I think one of the best policies we could adopt would be to replace the individual income tax with a CORPORATE ENTERPRISE VALUE TAX on publicly traded corporations. The income tax is EASY TO LEGALLY AVOID. I can point to people earning 8 figure incomes in CASH INCOME publicly bragging they do not pay income tax at all (reporting NEGATIVE accounting losses), and even get refunds. And enterprise value tax is simple and cannot be evaded - simply take the volume weighted price for the period of the stock and debt of the company and add it together to get the enterprise value. Then tax that. It could even be a graduated tax to incentivize smaller corporations, not these unaccountable vertically integrated behemoths so we get real competition. But since the tax is aligned with what most managers try to optimize for, it could not be evaded and the more a company benefits from its structure, the more it pays. It is a completely moral tax as well because the government can tax morally what it created. People have the option of not incorporating if they do not like it. But taking a company public results in many times greater wealth through liquidity premiums. They are given the freedom to chose, which is what natural rights are all about.

I could go on, but I think people get the idea. Generally speaking it is better to tax / steal less (because you otherwise get more problems) and if you are going to tax, tax based on the benefit that is directly received from the government arrangement. In that case taxation is not theft, it is a fee for a service voluntarily given up when you sign up for that service. If you don't want to pay property tax, don't register your property, but don't expect the government to come out and protect it when some squatters try to settle down in it :).
 
I just wanted to point out one more thing as an example I just thought of. The guy makes a point of saying someone who cures cancer deserves more than, for example, a hedge fund manager. But again, think of how you as a utilitarian matter of public policy make that happen. PATENTS were done precisely for that reason!

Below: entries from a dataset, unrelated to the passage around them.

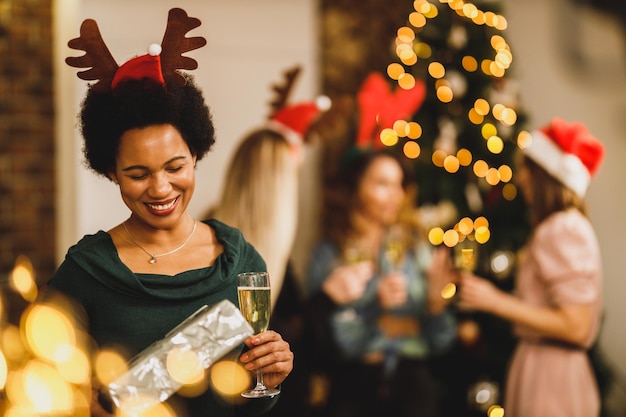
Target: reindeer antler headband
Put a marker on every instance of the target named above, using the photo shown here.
(160, 64)
(294, 120)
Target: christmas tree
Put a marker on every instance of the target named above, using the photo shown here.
(462, 141)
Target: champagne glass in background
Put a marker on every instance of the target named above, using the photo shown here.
(254, 302)
(465, 254)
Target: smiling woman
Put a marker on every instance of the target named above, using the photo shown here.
(145, 125)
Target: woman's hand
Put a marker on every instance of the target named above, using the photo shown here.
(478, 293)
(347, 283)
(270, 353)
(393, 290)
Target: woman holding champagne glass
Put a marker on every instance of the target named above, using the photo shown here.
(375, 294)
(145, 126)
(556, 308)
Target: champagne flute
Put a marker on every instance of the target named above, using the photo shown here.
(254, 302)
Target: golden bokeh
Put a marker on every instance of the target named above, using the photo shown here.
(509, 192)
(505, 172)
(475, 117)
(415, 130)
(482, 234)
(39, 389)
(444, 94)
(435, 236)
(466, 225)
(12, 345)
(492, 177)
(469, 63)
(448, 291)
(401, 128)
(438, 157)
(406, 34)
(436, 70)
(411, 149)
(495, 144)
(524, 139)
(482, 106)
(480, 168)
(497, 110)
(480, 18)
(480, 221)
(229, 378)
(495, 411)
(394, 70)
(47, 332)
(451, 164)
(406, 81)
(22, 279)
(488, 130)
(388, 137)
(417, 19)
(450, 238)
(423, 50)
(509, 116)
(485, 66)
(470, 10)
(4, 370)
(464, 156)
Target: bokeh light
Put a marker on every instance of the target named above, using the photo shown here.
(411, 150)
(395, 70)
(22, 279)
(229, 378)
(450, 238)
(435, 236)
(448, 291)
(48, 332)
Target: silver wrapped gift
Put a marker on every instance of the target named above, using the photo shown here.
(210, 333)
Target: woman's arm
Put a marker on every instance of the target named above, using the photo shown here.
(570, 323)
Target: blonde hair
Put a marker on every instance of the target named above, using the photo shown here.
(260, 198)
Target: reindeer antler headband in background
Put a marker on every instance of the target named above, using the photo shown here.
(294, 120)
(160, 64)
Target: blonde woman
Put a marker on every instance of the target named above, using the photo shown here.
(260, 198)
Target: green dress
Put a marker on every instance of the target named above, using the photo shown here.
(130, 311)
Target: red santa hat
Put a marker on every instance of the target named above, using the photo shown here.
(568, 152)
(144, 66)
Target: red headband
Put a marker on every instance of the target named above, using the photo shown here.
(160, 64)
(380, 108)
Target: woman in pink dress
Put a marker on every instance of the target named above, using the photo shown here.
(556, 307)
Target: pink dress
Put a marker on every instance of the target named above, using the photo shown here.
(562, 266)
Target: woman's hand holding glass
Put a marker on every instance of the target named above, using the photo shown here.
(270, 354)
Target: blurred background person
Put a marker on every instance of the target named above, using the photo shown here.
(260, 198)
(373, 284)
(557, 304)
(375, 295)
(145, 125)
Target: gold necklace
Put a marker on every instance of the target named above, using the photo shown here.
(153, 257)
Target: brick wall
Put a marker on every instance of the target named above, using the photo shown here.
(27, 204)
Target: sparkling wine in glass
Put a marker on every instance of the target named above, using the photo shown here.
(254, 302)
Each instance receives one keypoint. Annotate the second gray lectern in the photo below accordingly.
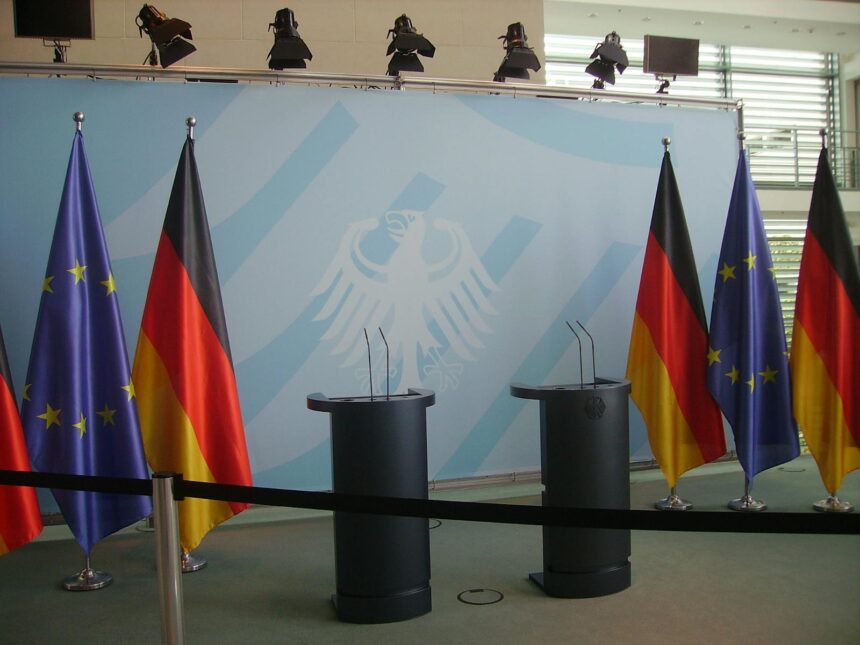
(585, 464)
(382, 562)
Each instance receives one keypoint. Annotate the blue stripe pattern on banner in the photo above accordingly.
(481, 440)
(237, 237)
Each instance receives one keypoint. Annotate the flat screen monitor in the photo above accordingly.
(671, 56)
(53, 19)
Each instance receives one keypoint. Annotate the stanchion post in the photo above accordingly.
(167, 556)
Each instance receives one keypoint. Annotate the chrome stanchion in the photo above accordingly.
(747, 502)
(146, 525)
(672, 502)
(167, 549)
(87, 579)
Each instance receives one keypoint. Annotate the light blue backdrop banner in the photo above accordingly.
(468, 227)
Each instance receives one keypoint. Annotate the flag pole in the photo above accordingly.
(87, 579)
(672, 502)
(832, 504)
(747, 502)
(191, 563)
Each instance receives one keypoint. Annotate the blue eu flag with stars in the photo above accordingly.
(747, 362)
(79, 412)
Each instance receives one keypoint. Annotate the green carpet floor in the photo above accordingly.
(271, 574)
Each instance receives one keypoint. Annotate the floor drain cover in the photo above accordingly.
(480, 596)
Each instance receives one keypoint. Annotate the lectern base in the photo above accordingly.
(387, 609)
(583, 585)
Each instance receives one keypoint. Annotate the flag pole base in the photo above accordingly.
(747, 503)
(673, 503)
(87, 580)
(146, 525)
(833, 504)
(192, 563)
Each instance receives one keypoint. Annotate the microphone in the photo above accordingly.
(581, 382)
(369, 367)
(593, 358)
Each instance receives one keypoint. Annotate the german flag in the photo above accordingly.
(20, 520)
(667, 361)
(825, 353)
(183, 370)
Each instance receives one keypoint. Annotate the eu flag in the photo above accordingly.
(747, 363)
(79, 412)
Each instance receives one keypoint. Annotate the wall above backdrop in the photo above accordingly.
(345, 36)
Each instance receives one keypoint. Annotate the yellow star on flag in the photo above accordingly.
(130, 389)
(109, 284)
(51, 416)
(107, 416)
(77, 271)
(713, 356)
(734, 374)
(769, 375)
(728, 272)
(81, 425)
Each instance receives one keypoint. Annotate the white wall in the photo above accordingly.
(345, 36)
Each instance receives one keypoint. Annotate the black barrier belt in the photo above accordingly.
(647, 520)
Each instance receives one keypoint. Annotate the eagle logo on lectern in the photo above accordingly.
(423, 307)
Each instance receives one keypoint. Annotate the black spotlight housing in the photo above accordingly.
(609, 56)
(289, 50)
(406, 45)
(169, 36)
(519, 57)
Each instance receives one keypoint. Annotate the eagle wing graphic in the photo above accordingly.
(457, 299)
(355, 299)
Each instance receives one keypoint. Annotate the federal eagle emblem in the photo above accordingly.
(423, 306)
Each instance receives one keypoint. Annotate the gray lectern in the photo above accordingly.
(379, 447)
(584, 463)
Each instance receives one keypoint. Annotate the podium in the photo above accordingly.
(379, 447)
(585, 464)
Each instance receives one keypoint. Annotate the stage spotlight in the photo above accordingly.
(519, 57)
(609, 55)
(289, 50)
(167, 34)
(406, 45)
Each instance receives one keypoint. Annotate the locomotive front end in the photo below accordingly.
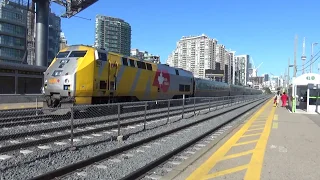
(60, 80)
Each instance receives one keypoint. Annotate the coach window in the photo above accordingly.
(149, 67)
(132, 63)
(102, 56)
(125, 61)
(141, 65)
(187, 88)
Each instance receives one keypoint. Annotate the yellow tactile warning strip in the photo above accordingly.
(258, 128)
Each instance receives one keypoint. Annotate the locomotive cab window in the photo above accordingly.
(102, 56)
(125, 61)
(149, 67)
(132, 63)
(187, 88)
(78, 53)
(63, 54)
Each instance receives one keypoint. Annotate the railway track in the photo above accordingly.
(122, 158)
(63, 132)
(23, 117)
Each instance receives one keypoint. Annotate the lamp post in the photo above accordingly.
(312, 45)
(288, 78)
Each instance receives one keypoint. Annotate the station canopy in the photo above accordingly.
(305, 79)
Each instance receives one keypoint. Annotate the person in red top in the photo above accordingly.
(284, 99)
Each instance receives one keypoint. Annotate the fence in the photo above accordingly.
(82, 125)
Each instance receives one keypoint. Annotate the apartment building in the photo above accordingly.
(13, 27)
(242, 69)
(195, 54)
(145, 56)
(113, 34)
(63, 41)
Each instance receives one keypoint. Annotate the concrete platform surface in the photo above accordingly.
(273, 144)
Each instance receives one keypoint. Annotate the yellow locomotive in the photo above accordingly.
(83, 74)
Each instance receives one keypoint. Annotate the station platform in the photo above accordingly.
(273, 144)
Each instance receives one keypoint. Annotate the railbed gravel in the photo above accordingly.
(38, 136)
(117, 170)
(63, 158)
(86, 120)
(166, 167)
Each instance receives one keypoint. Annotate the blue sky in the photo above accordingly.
(263, 29)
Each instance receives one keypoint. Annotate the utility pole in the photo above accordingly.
(311, 58)
(288, 78)
(295, 56)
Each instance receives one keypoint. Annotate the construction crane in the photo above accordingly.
(303, 57)
(73, 7)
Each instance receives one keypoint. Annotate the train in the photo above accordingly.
(85, 75)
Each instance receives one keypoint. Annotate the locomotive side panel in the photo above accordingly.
(176, 82)
(209, 88)
(85, 76)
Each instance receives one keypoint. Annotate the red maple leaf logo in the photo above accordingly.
(162, 80)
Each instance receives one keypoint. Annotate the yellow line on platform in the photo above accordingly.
(237, 155)
(275, 125)
(255, 129)
(249, 135)
(224, 172)
(246, 142)
(255, 165)
(202, 171)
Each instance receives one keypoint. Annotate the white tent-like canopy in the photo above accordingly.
(304, 80)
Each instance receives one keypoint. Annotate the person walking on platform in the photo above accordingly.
(277, 98)
(284, 99)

So companies like Genentech with cancer treatments (and that is what you get instead of CURES when the patent is the vehicle) that made billions of dollars, well more than most head fund managers (while making a bunch of hedge fund managers rich along the way- the guy seems to forget that hedge fund managers often fund this research through their investors). But at the same time, for them to make so much money they use the patents to charge extreme amounts of money as I laid out earlier, which BOOMERANG to the people with cancer who cannot afford the treatment, or the taxpayers who pay out tons of money. And he might argue that is fine because you would not have had the cure without it. He might argue taxpayers are lucky to pay out $15k a month for treatments that would not have otherwise existed. Others like Bill Gates might argue society is better off letting these people die (another utilitarian argument in the guise of population control).

Again, I beg to differ on whether the treatment might exist or not. Because as mentioned above, you are going to incentive the wrong types of treatments. Symptoms instead of cures. Proprietary medicines with more side effects versus natural treatments with little side effects. There could be certainly better ways of incentivizing treatments than patents. But it is a natural though upfront. It probably seemed like a good idea at the time. But we have had 100 years experience that shows us the negative consequences of the abuse of the government interference in the market to let us know otherwise.